Pigmentation genetics of Europeans

The maps below are based on three genome-wide SNPs showing high correlation with blue and green eyes and/or fair hair in Europeans. The results obviously suggest that there's an increase in hair and eye blondism from south to north in Europe, with clear peaks east of the Baltic Sea. The three SNPs are rs1667394 (HERC2 gene), rs12913832 (OCA2 gene), and rs12896399 (SLC24A4 gene).

Indeed, I'm a bit taken aback by the very high rate of suggested blondism among the Belorussians and Mordvinians (second highest dot in Russia). This might have something to do with sampling bias. Perhaps most of the 12 Belorussians and 16 Mordvinians used here came from fairer than average communities within their respective nations? I have no idea. In any case, I don't think the picture is too far from reality, because multiple sampling sites from the same general biogeographic zones, but several hundred kilometers apart, are showing very similar results. This can't be a coincidence.

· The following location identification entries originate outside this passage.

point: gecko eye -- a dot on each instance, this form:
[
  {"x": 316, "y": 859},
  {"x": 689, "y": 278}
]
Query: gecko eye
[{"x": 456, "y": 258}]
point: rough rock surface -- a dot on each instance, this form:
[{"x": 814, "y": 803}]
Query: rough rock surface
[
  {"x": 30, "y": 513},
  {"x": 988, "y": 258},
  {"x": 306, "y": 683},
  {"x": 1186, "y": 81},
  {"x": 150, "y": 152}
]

It's also interesting to note that the East Baltic peak in blondism genotypes correlates closely with the North + East European genome-wide ancestral component in my latest ADMIXTURE experiment (see here). Perhaps this is where natural selection for these traits was most extreme due to very specific environmental pressures, like lack of sunlight? Maybe this is also where these traits spread from, either gradually or during one or several major migrations? Someone should look into that. Meantime, I'll try and update this post with new maps as more samples come in.


  1. Population Erzya and Moksha are around the north-Caucasoid populations of Eastern Europe. Scientifically proven that some of the most Erzya light pigmentation of the peoples of Eastern Europe. The results of your analysis confirm the research of anthropologists.

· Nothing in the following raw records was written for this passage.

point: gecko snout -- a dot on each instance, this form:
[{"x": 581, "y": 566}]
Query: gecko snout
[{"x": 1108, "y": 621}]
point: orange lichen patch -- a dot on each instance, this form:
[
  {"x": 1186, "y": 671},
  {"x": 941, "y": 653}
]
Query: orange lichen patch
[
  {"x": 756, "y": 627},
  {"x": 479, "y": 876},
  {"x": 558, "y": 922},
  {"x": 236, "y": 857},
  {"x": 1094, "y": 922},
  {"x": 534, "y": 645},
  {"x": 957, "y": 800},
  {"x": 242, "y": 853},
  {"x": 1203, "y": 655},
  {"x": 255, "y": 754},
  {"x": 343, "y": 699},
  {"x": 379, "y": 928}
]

  3. SNPEDIA says allele associated with Fair hair in rs12896399 is G, not T.
    Perhaps snpedia is wrong... or the image above...

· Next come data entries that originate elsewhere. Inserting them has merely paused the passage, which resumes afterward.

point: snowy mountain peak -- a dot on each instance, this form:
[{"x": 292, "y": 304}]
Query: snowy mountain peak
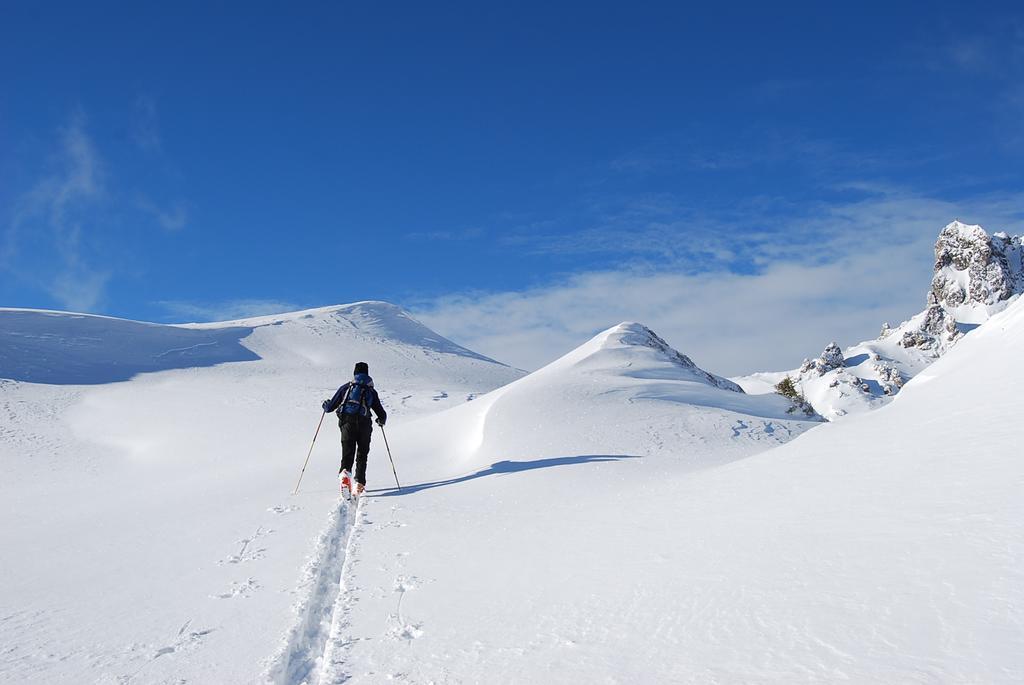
[
  {"x": 633, "y": 349},
  {"x": 976, "y": 276},
  {"x": 975, "y": 273}
]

  4. Right, so the allele associated with fair hair would be most common in the Near East not Northern Europe.

    Yeah, makes sense.

    1. Of course it does not make sense and that's not what im suggesting.
      I just saw a inaccuracy between information provided by snpedia and information written on map above. Someone made a mistake on typing the correct allele and would be nice to find what's the correct one.

    2. You can also update this excellent analysis with the KITLG gene (rs12821256) associated with blonde hair on europeans:
      It was identified some years after you posted this article.